How to make Army Stew (Budae Jjigae)

How to make Army Stew (Budae Jjigae)

Korean army stew (Budae Jjigae) is definitely one of Korea's most popular hot pot dishes. Whether the cold weather is calling for this type of comfort food, or you simply want to invite your friends and family over for this sharing-friendly meal.

It's reasonably priced to buy and, even better, it's made with simple ingredients that are easy to find if you are making it yourself.

The best part about making this delicious stew is how simple the preparation is – mostly cutting and slicing the ingredients. You can also omit/substitute the main ingredients as per your own preference too.

Learn how to make a popular Korean hot pot dish – Budae Jjigae (Army stew)!
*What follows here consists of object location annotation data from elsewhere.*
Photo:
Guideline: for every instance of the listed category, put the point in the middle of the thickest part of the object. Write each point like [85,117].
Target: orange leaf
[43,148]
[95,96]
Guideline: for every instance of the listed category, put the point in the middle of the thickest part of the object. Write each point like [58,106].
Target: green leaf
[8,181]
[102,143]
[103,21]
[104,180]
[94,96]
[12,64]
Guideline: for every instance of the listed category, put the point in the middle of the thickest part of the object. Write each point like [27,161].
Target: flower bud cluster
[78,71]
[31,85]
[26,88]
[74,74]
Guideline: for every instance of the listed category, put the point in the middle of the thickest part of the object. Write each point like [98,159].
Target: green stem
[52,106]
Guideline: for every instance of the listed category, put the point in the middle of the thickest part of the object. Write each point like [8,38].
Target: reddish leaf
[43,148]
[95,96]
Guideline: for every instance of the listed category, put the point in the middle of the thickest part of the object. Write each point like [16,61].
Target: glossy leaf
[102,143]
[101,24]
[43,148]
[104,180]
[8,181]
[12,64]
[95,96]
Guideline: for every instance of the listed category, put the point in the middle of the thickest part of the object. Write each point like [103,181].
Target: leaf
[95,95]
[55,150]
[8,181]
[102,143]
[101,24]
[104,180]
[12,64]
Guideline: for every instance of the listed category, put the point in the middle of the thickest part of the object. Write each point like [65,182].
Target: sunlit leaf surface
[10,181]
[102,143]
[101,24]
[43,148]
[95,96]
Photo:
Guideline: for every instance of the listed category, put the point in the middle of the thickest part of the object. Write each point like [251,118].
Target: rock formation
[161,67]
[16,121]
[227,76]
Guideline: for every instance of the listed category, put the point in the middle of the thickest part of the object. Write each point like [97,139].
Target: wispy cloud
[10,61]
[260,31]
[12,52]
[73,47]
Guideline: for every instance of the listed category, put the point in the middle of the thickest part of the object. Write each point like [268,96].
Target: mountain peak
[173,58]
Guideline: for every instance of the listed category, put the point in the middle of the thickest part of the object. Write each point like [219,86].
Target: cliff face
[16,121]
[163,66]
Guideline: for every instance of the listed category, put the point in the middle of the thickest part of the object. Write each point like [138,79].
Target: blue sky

It is loaded with Kimchi, spam, sausages, ramen noodles, and much more!

ARMY STEW (BUDAE JJIGAE 부대찌개)

INGREDIENTS FOR BUDAE JJIGAE (SERVES 2):

  • 2 cups (0.5 litre) chicken stock
  • 1/2 onion, sliced
  • 1/2 tbsp minced garlic
  • 100g SPAM, thinly sliced
  • 4 cocktail Frankfurt sausage 150g, thinly & diagonally sliced
  • 150g tofu, sliced (about 1.5cm, 1/2 inch thickness)
  • 100g enoki mushrooms, base stem removed & stems separated
  • 100g king oyster mushrooms, thinly sliced
  • 100g shiitake mushroom caps, thinly sliced
  • 1/2 cup JIN Kimchi
  • 50g instant ramen noodles
  • 25g Korean rice cakes for soup, soaked in cold water for 15 mins if it was frozen
  • 15g green onion, thinly & diagonally sliced
  • 1 or 2 slices of cheese 

  SAUCE (Mix these in a small bowl)

  • 1/2 Tbsp Korean chili paste (Gochujang)
  • 2 Tbsp Korean chili flakes (Gochugaru)
  • 1/2 Tbsp Clam stock power
  • 1 Tbsp sugar
  • 1 Tbsp Light soy sauce
  • 1 Tbsp sesame oil
  • 2 Tbsp rice wine (mirin)
  • 1 Tbsp minced garlic
  • A few sprinkles of ground black pepper

INSTRUCTIONS:

1. Assemble the main ingredients (except for instant ramen noodles, rice cakes, green onion and cheese) in a shallow pot.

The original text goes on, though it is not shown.